El problema es un tema de escala: las películas de superhéroes expandieron su universo apostando a batallas que ya superaron lo urbano, lo nacional y lo terrestre, para ya apuntar a lo intergaláctico. El cine de horror, por su parte, aun en su amplísimo abanico, pega más fuerte cuando su ámbito se acerca más a lo doméstico, incluso a lo personal y psicológico. Nadie está exigiendo al cine de superhéroes ser más pequeño –mucho menos ser “más realista”–, pero hay algo base que la acción pierde cuando sentís que un personaje puede caer de 180 pisos sin que le pase nada más que rasguños, o donde un enemigo, más que quebrarte un hueso, cortarte un brazo o simplemente matarte, puede devorarse a tu planeta.
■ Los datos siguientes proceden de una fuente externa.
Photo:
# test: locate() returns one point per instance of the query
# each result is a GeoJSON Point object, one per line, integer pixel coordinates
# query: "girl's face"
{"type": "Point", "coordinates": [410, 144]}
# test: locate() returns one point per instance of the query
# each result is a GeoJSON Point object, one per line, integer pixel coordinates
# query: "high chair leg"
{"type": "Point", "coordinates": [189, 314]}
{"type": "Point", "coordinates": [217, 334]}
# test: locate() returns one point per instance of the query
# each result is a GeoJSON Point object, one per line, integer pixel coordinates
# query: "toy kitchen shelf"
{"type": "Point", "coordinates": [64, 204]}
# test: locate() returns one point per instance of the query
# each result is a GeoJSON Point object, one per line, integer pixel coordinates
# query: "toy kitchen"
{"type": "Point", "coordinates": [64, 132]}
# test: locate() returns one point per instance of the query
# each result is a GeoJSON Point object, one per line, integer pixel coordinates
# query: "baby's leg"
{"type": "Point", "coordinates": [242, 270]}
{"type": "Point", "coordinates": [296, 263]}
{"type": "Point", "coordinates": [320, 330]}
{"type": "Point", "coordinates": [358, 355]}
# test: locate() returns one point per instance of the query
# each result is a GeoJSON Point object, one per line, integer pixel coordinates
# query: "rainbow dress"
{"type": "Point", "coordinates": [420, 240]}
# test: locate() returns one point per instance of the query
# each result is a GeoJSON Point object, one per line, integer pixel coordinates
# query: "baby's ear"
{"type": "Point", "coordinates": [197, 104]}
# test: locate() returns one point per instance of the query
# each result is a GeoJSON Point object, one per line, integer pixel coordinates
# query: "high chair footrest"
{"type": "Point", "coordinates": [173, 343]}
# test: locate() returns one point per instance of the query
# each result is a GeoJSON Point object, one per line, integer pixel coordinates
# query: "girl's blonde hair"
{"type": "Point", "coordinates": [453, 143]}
Un mapa actualizado del género
El éxito actual del cine de horror viene ligado a este vacío que quedó, a la necesidad de espectadores de poder sentir algo que en casi todos los otros géneros no se les viene ofreciendo. Pero también su momento tan particular se debe a la proliferación de distintos subgéneros, o incluso distintas corrientes y paradigmas enfrentados dentro de su propio corpus.
Sólo por citar un ejemplo, el cine de “horror elevado”, con correlatos fuertemente subrayados de micropolítica social (Get out, de Jordan Peele, o la remake de Suspiria de Gianluca Guadagnino), con trabajo cuasi etnográfico (los films de Robert Eggers) o con manejo hiperestilizado de la fotografía y la acción (It follows, de David Robert Mitchell), convive y a la vez se da de cabeza con un nuevo cine de género que apunta a volver a un placer más directo, pero a su vez tomando más autoconscientemente sus fuentes, ya sean camp o paródicas (pensemos en Malignant, de James Wan, o Pearl, de Ti West).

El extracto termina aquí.